Walt Disney touched everyone in America who has lived in the 1950’s and beyond. I realized this week that Disney was foundational to my early life. I grew up with a television as a babysitter [two working parents]; and Walt Disney provided a lot of my entertainment. He also told me about my ‘history’—a white, conservative, ‘American Dream’ history. I think Disneyland was still new when my parents took me there, along with a million other white, conservative, American families. The Disney version of American history omitted “Manifest Destiny” and the genocide of the people who were here before the Europeans arrived, in Frontierland; ignored Slavery and Civil Rights in Fantasyland; and the Atomic Bomb in Tomorrowland; and all of the atrocities carried on by the real version of American history.
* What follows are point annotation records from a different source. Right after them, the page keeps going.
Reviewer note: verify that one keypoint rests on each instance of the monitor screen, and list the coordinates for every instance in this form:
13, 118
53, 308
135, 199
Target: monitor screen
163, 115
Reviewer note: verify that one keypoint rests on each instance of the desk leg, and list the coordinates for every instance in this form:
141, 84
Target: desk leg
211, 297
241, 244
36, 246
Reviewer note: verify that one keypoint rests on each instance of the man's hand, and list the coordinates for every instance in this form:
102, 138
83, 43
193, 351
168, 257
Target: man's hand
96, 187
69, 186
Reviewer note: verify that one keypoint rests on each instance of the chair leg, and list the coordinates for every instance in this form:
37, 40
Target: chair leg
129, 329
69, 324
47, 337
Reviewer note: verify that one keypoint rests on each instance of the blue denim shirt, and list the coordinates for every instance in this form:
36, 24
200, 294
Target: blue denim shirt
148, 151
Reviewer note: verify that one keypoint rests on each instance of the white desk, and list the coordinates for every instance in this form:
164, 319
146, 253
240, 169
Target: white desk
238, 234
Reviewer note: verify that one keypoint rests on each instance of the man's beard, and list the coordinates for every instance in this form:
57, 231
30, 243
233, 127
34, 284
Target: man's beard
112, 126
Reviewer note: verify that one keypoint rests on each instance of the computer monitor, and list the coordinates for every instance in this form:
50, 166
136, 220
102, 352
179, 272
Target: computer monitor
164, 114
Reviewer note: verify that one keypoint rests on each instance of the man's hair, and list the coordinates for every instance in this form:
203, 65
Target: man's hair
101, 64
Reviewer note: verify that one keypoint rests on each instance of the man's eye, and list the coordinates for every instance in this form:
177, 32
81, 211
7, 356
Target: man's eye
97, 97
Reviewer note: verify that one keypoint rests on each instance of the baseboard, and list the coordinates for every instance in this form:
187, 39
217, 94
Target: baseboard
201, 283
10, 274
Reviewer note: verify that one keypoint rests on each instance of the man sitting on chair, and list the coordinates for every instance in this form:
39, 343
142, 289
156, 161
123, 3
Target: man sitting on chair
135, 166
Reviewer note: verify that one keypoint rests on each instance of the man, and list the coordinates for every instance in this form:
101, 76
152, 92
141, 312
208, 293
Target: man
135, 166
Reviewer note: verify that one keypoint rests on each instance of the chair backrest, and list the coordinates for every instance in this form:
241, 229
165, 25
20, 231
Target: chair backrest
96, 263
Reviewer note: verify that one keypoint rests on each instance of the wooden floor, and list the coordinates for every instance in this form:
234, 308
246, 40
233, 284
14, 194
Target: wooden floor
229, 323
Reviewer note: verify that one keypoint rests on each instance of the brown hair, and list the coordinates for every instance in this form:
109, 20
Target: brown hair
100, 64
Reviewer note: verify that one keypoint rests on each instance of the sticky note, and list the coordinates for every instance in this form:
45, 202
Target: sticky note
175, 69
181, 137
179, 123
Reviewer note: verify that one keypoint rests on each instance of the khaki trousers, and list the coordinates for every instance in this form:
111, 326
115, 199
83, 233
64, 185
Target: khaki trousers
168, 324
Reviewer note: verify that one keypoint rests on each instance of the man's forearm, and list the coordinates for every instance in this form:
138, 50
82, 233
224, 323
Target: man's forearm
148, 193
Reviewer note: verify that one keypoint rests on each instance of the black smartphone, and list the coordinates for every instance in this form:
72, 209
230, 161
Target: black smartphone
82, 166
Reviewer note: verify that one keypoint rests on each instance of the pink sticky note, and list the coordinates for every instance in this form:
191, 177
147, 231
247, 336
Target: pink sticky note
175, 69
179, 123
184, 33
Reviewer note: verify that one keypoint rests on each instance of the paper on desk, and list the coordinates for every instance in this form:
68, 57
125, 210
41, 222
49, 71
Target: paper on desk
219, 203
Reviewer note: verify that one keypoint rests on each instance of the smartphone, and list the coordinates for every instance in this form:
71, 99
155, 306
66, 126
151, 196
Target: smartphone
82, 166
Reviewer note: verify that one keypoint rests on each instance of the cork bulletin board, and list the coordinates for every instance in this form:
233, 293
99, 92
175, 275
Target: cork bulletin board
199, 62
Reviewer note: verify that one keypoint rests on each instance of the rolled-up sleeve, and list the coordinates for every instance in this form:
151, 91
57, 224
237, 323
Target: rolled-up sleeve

The Disney version of the world created some of the most enduring stories in American culture. Many today want to return to that world—one that really didn’t exist beyond parts of rural America. A vision of small town America that didn’t translate well into the urban environment. Geographically, America is mostly made up of rural towns; in terms of population, America is mostly made up of urban-dwellers. Cities where knowing your neighbor takes a lot of effort [more effort than I want to put out].

In spite of all of his cultural shortcomings [against the advice of the NAACP, Disney’s Song of the South was filled with ‘darkies singing happy songs;’ and premiered in Atlanta, where the story’s hero, ‘Uncle Remus’ was not allowed into the all-white theater], the truths his stories tell told remain true: if you live for others, you’ll find a reason for your life.

Audrey p22-23From an unpublished biography of Audrey Hepburn

Audrey Hepburn was a sensation in Hollywood in her day. Surviving privation in Belgium during World War II, she emigrated to the UK to study ballet. Life being what it is, she instead became an actress, a virtual ‘overnight success’ after her role in Roman Holiday, opposite Gregory Peck. After she retired from movies, she devoted her life to UNICEF. My guess is that her impact as UNICEF’s ambassador far outweighed her career as an actress. Her life had taught her that her life was not about her.



Chronicles in Ordinary Time 79: Change the World

September 1, 2015

EstherThe Story of Esther, acrylic
permanent collection: Museum of Biblical Art, Dallas, Texas

Tonight [my tonight] there are fanatics in Syria, destroying thousands of years of art and architectural history, in the name of religion. This has happened before, in Western history; we call it iconoclasm. Part of the reason there is so little visual art in Protestant churches is a result of the iconoclasm that took place in the 1500s during the Protestant Reformation. The historical link, in the Abrahamic faiths, is a literal interpretation of the Creator’s command that man shall not make ‘graven images’—the creation of idols that are worshipped in place of the Creator. Israel’s “Golden Calf” being a prime example. People still make idols that sit on dashboards of cars and are enshrined in homes. In the American culture of today, many of our idols are concepts—we even name television shows after them…We make idols all the time. The Creator knew this from the beginning of Eternity. The Creator also gave us free will—the ability to choose how we live our lives. And the Creator gives us the power to get past our idols.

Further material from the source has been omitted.